就活本を読む就活生へ

就活生の個性のなさが、仕事の中で話題に上がる。巷で流行っている「就活本」なるものを熟読し、きれいな回答をしてくる就活生が年々多くなっているとのこと。

就活本を否定する気は全くない。ただ、「就活本を読み込めば採用される」と考えている就活生が多いのは、試験で良い点数を取ればもてはやされる日本教育の弊害ではないか。

新卒の場合。就活生がどんな能力があり、会社にどう貢献してくれるのかなんて、どうでもいい。むしろ、これからどうなりたいか、将来何になりたいかが明確になっていることが重要だ。それを実現するための踏み台として会社がある。でも、社会人経験がない就活生がこれに気づくのは難しい。

ぼくも就活生のときは「就活本はくだらない」とは思っていたものの、しっかり対策を練る周りを見て焦りを感じていた。でも就活本にしがみつきたくない。だから、ぼくは「くだらない本を読んでるやつが採用される会社に行くもんか」と開き直っていた。唯一の対策は会社のHPを見るだけ。行きの電車で。どんな質問が来るかは対策をしなかった。その場に出てきた言葉で喋ろうと割り切っていた。

結果、幸運にもメガバンクに就職できた。当時の人事担当者に話を聞く機会があった。僕は「堂々としていた」そうだ。当の本人は緊張しすぎて何も覚えていないが。

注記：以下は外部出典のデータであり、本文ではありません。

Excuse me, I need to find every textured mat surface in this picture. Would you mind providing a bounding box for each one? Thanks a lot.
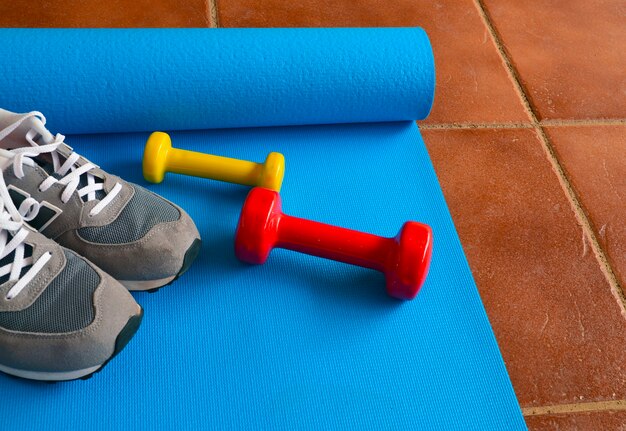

堂々としていたのは、自分が究極のマイナス思考であることも関係しているように思う。一般的に、「堂々=プラス思考」とのイメージの方が強いと思う。でも逆も成立する。自分はどうせ出来ないと諦めるからだ。

諦めると、無駄な抵抗をしなくなる。自然に力が抜ける。極限まで研ぎ澄まされた矢印こそ「堂々としている」ように見えるらしい。

今の就活生へ。就活に正解はない。ある意味、みんな正解だ。だからこそ、あまり力を入れずに戦ってほしい。22年間もかけて作り上げてきた「自分」という作品を、知らないやつが書いた就活本が的確に説明出来るわけがない。自分をよく知るのは自分だ。あらかじめ質問を予想し、自分なりの個性を出した回答を用意するのは、人事から見ると「無個性」に映る。緊張しながらも、少しずつ言葉を捻るその姿に、個性は宿る。

何度も言うが、22年間の集大成。自信を持ってほしい。